L'OMS donne le feu vert au déploiement du premier vaccin contre la malaria: ce qu'il faut savoir | 24 heures
/bref

L'OMS donne le feu vert au déploiement du premier vaccin contre la malaria: ce qu'il faut savoir

Image principale de l'article Malaria: feu vert au déploiement du 1er vaccin
AFP

L’Organisation mondiale de la Santé (OMS) recommande le déploiement massif du premier vaccin contre la malaria pour les enfants d’Afrique subsaharienne et dans d'autres zones à risque. Voici tout ce qu'il faut savoir sur ce vaccin prometteur.

• À lire aussi: L’hygiène des parties intimes ne devrait pas être taboue

Un moment historique  

Le directeur général de l’OMS, le Dr Tedros Adhanom Ghebreyesus, a mentionné qu’il s’agissait d’un «moment historique» pour la science, la santé infantile et la lutte contre la malaria, aussi appelée paludisme.

«L’utilisation de ce vaccin en plus des outils existants pour prévenir le paludisme pourrait sauver des dizaines de milliers de jeunes vies chaque année», a-t-il affirmé par voie de communiqué

Le vaccin RTS,S, baptisé «Mosquirix», agit contre le parasite plasmodium falciparum, qui est transmis par les moustiques et qui cause le paludisme. 

L’OMS recommande d’administrer le vaccin aux enfants en quatre doses, à partir de l’âge de 5 mois. 

Des études concluantes  

Depuis 2019, trois pays d’Afrique subsaharienne, le Ghana, le Kenya et le Malawi, ont commencé à introduire le vaccin dans des régions sélectionnées où la transmission du paludisme va de modérée à élevée. 
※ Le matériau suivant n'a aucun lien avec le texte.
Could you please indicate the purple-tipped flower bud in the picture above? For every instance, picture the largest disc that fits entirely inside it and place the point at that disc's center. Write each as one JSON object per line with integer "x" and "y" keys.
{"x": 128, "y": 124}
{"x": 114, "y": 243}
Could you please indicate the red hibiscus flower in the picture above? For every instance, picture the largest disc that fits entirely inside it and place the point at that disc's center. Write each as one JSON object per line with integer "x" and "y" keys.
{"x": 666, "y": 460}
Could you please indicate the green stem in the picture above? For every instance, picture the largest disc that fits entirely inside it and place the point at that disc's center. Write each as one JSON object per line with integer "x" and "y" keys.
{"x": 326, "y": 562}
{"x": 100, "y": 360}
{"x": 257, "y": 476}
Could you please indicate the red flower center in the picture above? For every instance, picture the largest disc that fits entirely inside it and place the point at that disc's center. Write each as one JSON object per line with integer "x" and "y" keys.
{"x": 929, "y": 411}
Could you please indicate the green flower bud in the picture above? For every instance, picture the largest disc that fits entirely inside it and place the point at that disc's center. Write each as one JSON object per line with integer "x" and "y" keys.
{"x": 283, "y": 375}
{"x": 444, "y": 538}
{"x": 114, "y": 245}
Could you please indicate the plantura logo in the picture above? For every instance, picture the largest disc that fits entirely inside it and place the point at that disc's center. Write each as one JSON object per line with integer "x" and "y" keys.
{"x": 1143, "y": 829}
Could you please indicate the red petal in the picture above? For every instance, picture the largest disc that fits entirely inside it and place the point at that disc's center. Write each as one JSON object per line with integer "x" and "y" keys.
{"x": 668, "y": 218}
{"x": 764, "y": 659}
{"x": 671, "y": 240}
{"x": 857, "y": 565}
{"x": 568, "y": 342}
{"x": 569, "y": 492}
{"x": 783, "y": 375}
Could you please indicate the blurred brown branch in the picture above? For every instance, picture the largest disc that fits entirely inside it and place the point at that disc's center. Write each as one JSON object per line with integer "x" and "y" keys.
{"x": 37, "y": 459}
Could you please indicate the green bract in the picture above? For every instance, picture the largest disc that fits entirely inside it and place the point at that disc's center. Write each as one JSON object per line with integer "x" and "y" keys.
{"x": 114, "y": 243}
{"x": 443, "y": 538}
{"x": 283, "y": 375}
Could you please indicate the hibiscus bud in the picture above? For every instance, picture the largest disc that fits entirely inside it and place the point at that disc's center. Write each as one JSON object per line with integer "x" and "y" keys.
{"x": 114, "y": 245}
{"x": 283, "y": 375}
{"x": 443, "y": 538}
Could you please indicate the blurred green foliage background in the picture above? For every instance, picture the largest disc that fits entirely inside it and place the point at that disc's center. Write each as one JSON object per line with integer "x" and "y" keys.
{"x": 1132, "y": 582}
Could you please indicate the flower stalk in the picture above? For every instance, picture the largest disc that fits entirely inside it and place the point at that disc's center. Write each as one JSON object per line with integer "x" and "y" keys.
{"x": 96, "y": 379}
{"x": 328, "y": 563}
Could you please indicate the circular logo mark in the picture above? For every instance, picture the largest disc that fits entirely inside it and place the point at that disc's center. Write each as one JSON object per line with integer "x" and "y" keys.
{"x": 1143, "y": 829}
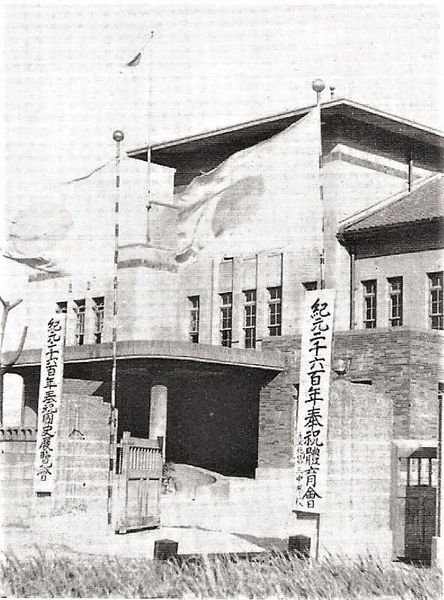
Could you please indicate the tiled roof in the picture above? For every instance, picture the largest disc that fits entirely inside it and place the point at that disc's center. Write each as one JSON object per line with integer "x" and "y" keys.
{"x": 421, "y": 204}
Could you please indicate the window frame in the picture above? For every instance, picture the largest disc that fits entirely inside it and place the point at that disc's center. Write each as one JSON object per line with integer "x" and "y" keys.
{"x": 396, "y": 301}
{"x": 99, "y": 318}
{"x": 194, "y": 321}
{"x": 80, "y": 310}
{"x": 436, "y": 317}
{"x": 250, "y": 318}
{"x": 226, "y": 319}
{"x": 370, "y": 298}
{"x": 274, "y": 311}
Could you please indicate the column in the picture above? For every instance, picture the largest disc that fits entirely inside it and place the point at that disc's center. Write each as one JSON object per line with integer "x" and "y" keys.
{"x": 158, "y": 412}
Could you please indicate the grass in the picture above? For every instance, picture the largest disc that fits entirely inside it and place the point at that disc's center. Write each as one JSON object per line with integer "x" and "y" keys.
{"x": 273, "y": 575}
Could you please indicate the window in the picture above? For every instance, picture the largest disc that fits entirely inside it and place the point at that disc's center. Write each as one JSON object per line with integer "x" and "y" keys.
{"x": 62, "y": 307}
{"x": 275, "y": 310}
{"x": 79, "y": 309}
{"x": 226, "y": 319}
{"x": 369, "y": 303}
{"x": 436, "y": 300}
{"x": 396, "y": 300}
{"x": 99, "y": 317}
{"x": 250, "y": 318}
{"x": 310, "y": 286}
{"x": 194, "y": 304}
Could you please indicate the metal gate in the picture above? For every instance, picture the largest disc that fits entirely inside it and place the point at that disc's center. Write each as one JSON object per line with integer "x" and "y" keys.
{"x": 139, "y": 479}
{"x": 420, "y": 504}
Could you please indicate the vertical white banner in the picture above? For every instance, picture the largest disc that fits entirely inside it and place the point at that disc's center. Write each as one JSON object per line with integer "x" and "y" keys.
{"x": 50, "y": 393}
{"x": 312, "y": 415}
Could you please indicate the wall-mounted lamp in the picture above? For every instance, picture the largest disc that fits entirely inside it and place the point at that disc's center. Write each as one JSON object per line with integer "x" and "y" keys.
{"x": 341, "y": 366}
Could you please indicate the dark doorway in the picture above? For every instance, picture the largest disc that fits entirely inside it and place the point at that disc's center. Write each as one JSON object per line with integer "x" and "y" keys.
{"x": 420, "y": 506}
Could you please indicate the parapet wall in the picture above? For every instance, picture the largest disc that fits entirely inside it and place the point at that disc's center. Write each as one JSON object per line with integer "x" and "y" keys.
{"x": 82, "y": 465}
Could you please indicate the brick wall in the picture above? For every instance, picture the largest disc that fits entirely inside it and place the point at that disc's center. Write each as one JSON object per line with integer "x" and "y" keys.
{"x": 406, "y": 365}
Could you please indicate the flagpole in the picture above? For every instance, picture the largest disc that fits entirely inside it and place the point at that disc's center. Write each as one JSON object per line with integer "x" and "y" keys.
{"x": 318, "y": 87}
{"x": 118, "y": 136}
{"x": 148, "y": 151}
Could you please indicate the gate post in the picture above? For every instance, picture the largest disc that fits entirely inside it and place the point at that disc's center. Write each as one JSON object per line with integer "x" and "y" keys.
{"x": 158, "y": 413}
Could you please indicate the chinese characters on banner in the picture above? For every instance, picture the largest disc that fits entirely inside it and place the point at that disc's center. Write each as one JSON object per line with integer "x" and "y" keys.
{"x": 50, "y": 393}
{"x": 312, "y": 415}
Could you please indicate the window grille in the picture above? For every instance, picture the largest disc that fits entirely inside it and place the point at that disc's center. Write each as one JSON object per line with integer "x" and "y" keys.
{"x": 436, "y": 300}
{"x": 275, "y": 311}
{"x": 79, "y": 309}
{"x": 250, "y": 318}
{"x": 369, "y": 303}
{"x": 194, "y": 303}
{"x": 396, "y": 301}
{"x": 62, "y": 307}
{"x": 99, "y": 318}
{"x": 226, "y": 319}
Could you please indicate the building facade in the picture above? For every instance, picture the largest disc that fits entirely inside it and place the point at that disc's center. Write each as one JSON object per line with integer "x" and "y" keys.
{"x": 217, "y": 337}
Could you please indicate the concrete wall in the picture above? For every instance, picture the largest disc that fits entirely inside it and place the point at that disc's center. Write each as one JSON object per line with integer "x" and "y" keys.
{"x": 82, "y": 467}
{"x": 151, "y": 286}
{"x": 357, "y": 515}
{"x": 413, "y": 268}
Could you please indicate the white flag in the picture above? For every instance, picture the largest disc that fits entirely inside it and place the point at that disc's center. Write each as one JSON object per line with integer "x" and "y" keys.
{"x": 264, "y": 197}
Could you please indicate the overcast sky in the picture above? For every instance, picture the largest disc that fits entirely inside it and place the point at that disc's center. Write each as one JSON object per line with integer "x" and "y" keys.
{"x": 209, "y": 66}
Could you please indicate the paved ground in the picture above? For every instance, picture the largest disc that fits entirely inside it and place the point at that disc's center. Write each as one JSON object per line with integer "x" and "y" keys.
{"x": 57, "y": 540}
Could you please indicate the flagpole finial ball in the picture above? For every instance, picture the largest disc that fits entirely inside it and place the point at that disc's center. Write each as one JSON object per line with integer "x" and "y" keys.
{"x": 318, "y": 85}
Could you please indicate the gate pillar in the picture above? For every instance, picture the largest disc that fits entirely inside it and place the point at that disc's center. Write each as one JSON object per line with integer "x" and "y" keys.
{"x": 158, "y": 413}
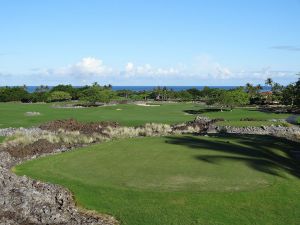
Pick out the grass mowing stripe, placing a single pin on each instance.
(181, 179)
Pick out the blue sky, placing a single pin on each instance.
(136, 42)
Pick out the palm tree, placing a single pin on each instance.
(269, 82)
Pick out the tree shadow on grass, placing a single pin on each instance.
(263, 153)
(204, 110)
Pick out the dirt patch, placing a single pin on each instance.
(73, 125)
(37, 148)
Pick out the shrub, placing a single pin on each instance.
(58, 96)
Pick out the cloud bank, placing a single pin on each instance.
(287, 48)
(203, 70)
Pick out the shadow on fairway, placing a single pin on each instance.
(205, 110)
(262, 153)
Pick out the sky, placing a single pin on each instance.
(157, 42)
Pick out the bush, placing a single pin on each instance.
(250, 119)
(58, 96)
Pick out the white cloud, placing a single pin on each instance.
(129, 67)
(148, 71)
(203, 70)
(205, 66)
(85, 67)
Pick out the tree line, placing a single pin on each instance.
(245, 95)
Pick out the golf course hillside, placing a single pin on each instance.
(182, 180)
(16, 114)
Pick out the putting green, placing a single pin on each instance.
(181, 179)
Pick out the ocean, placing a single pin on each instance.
(149, 88)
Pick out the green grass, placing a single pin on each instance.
(181, 180)
(13, 114)
(239, 123)
(1, 139)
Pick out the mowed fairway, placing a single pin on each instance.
(181, 180)
(14, 114)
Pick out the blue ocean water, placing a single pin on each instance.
(149, 88)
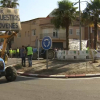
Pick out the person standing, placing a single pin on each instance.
(23, 55)
(29, 55)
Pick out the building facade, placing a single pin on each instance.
(36, 29)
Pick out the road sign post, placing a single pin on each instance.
(46, 44)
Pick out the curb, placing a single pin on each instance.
(59, 76)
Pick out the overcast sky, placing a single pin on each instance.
(30, 9)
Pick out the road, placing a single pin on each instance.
(25, 88)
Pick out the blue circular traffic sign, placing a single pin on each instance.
(46, 42)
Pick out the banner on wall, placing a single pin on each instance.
(9, 19)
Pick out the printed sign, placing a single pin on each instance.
(9, 19)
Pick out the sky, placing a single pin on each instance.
(31, 9)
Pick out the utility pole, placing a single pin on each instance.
(80, 24)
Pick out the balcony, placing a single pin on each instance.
(60, 36)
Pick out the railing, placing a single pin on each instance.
(56, 36)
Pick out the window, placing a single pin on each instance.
(45, 31)
(28, 33)
(70, 31)
(55, 33)
(34, 32)
(34, 22)
(25, 33)
(77, 32)
(19, 35)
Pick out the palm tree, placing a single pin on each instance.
(63, 17)
(91, 15)
(9, 4)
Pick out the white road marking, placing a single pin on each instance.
(63, 79)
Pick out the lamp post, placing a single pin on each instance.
(80, 24)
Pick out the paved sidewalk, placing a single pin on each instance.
(62, 68)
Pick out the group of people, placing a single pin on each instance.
(24, 52)
(28, 51)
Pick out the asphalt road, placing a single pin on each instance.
(25, 88)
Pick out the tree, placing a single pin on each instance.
(91, 16)
(64, 16)
(9, 4)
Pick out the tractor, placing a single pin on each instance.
(9, 72)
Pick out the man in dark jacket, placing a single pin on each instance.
(23, 55)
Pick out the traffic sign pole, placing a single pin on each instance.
(46, 44)
(47, 58)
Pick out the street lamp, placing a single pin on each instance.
(80, 23)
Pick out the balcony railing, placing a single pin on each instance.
(56, 36)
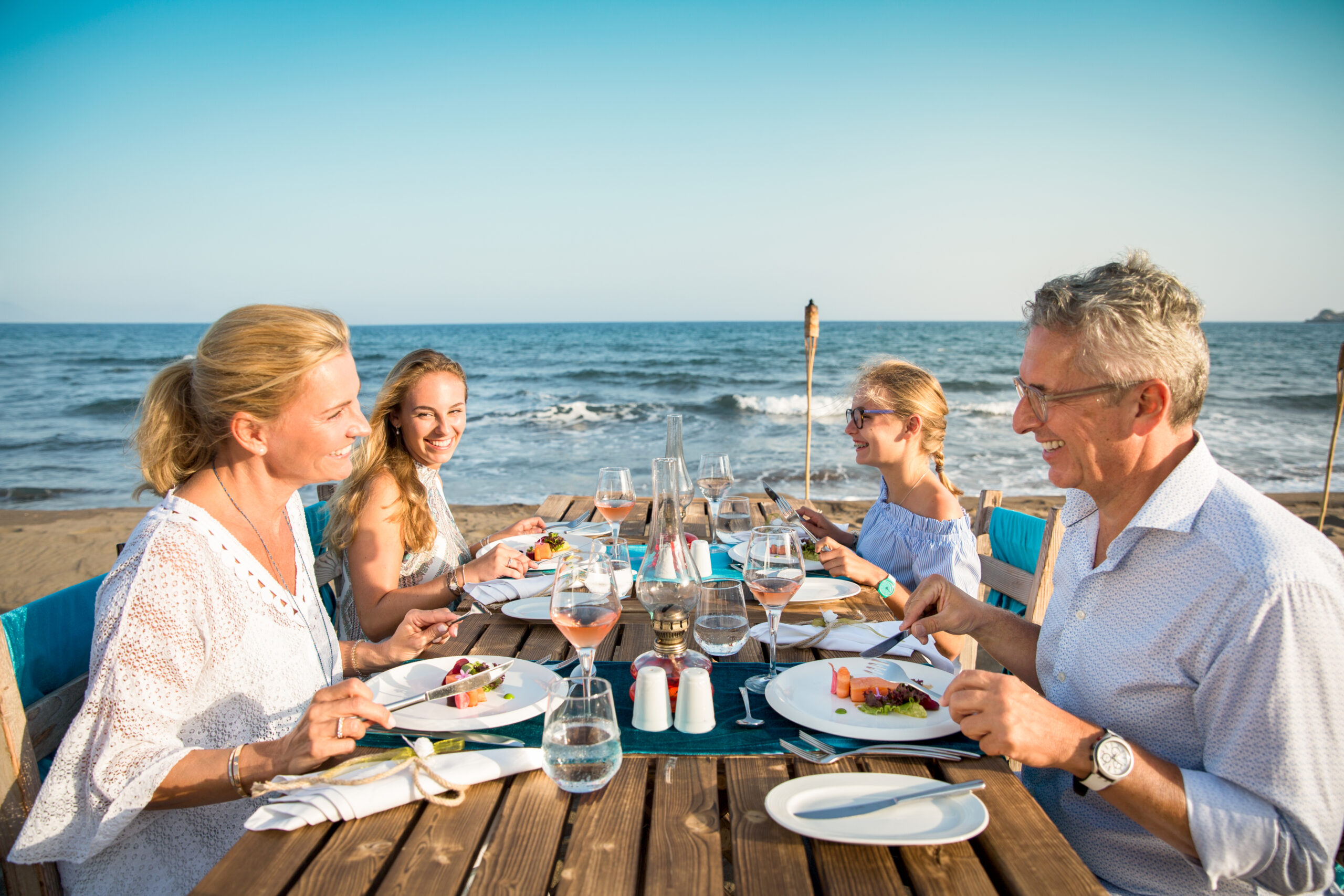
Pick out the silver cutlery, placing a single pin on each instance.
(461, 686)
(749, 721)
(952, 751)
(475, 736)
(874, 805)
(823, 760)
(893, 671)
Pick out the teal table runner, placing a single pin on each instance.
(728, 738)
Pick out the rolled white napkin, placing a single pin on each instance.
(335, 803)
(857, 637)
(503, 590)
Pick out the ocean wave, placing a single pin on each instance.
(108, 407)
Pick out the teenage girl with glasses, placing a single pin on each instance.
(917, 527)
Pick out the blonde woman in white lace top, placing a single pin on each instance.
(214, 664)
(402, 549)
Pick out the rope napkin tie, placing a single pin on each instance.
(413, 757)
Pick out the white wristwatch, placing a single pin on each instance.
(1112, 761)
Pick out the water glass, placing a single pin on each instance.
(721, 618)
(716, 479)
(773, 570)
(617, 553)
(615, 496)
(734, 515)
(581, 742)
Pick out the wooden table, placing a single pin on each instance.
(676, 825)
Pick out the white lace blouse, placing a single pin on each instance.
(448, 553)
(195, 647)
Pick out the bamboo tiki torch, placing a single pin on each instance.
(811, 327)
(1335, 434)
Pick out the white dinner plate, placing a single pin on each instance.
(927, 823)
(531, 609)
(803, 695)
(816, 590)
(524, 542)
(526, 681)
(740, 554)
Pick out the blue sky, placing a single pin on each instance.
(444, 162)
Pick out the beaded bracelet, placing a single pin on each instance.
(234, 778)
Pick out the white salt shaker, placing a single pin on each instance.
(701, 554)
(652, 702)
(695, 702)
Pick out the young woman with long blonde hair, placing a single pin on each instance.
(402, 549)
(214, 664)
(917, 527)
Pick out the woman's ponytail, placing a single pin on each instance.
(169, 437)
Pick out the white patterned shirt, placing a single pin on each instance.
(1210, 636)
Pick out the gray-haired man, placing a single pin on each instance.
(1180, 711)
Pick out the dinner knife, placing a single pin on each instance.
(882, 647)
(461, 686)
(874, 805)
(475, 736)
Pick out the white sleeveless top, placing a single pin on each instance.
(195, 647)
(448, 553)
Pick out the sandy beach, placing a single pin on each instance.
(42, 551)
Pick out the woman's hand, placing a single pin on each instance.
(531, 525)
(418, 630)
(841, 561)
(820, 527)
(500, 563)
(313, 741)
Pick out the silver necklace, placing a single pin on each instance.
(281, 578)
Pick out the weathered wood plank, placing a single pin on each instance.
(443, 847)
(846, 868)
(766, 859)
(355, 855)
(262, 863)
(1027, 851)
(604, 853)
(685, 852)
(521, 858)
(936, 871)
(50, 718)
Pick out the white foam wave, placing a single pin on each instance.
(791, 405)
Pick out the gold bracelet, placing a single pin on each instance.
(234, 778)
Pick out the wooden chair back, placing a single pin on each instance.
(1030, 589)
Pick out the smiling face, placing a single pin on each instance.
(885, 438)
(432, 418)
(1088, 440)
(311, 441)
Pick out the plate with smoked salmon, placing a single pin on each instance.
(521, 695)
(843, 698)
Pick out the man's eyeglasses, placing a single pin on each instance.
(1040, 402)
(858, 414)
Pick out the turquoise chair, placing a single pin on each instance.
(1016, 559)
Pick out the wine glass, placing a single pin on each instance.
(584, 602)
(581, 742)
(773, 570)
(618, 555)
(721, 618)
(716, 479)
(615, 496)
(734, 515)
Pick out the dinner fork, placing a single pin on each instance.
(953, 751)
(896, 672)
(823, 760)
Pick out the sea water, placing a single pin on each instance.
(551, 404)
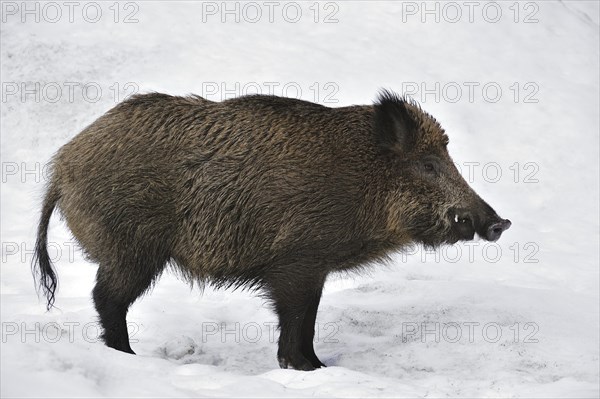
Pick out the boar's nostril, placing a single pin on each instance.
(496, 229)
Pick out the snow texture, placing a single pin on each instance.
(516, 319)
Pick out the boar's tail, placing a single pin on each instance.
(43, 272)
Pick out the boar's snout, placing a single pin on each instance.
(495, 229)
(466, 223)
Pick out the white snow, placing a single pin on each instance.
(527, 309)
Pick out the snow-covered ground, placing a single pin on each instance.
(515, 84)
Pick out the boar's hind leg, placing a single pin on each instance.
(296, 298)
(308, 330)
(117, 287)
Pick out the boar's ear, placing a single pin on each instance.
(394, 126)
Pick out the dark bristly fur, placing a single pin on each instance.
(260, 191)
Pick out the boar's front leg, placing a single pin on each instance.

En tout, ce sont 2,3 millions de doses de vaccin qui ont été administrées dans ces trois pays. 

Le RTS,S a démontré assez d'efficacité pour réduire considérablement le nombre de cas de paludisme, y compris de paludisme grave pouvant causer la mort. 

Selon l’OMS, les essais cliniques de phase 3 ont démontré que le vaccin, lorsqu’il est administré en quatre doses, prévient 4 cas de paludisme sur 10 et 3 cas de paludisme grave pouvant causer la mort d'enfants sur 10. 

La malaria, en bref  

La malaria est causée par des parasites de la famille du plasmodium, transmis à l’homme par des piqûres de moustiques femelles infectés, selon l’OMS

Maladie très ancienne, signalée dès l’Antiquité, le paludisme se manifeste par de la fièvre, des maux de tête et des douleurs musculaires, puis par des cycles de fièvre, de frissons et de sueurs.

Au total, cinq espèces de parasites du genre plasmodium, tous transmis par les piqûres de moustiques, sont responsables de cette maladie. Plasmodium falciparum est l’espèce la plus dangereuse et responsable des cas mortels. Elle était à l’origine de 99,7% des cas de malaria rapportés en Afrique en 2018. 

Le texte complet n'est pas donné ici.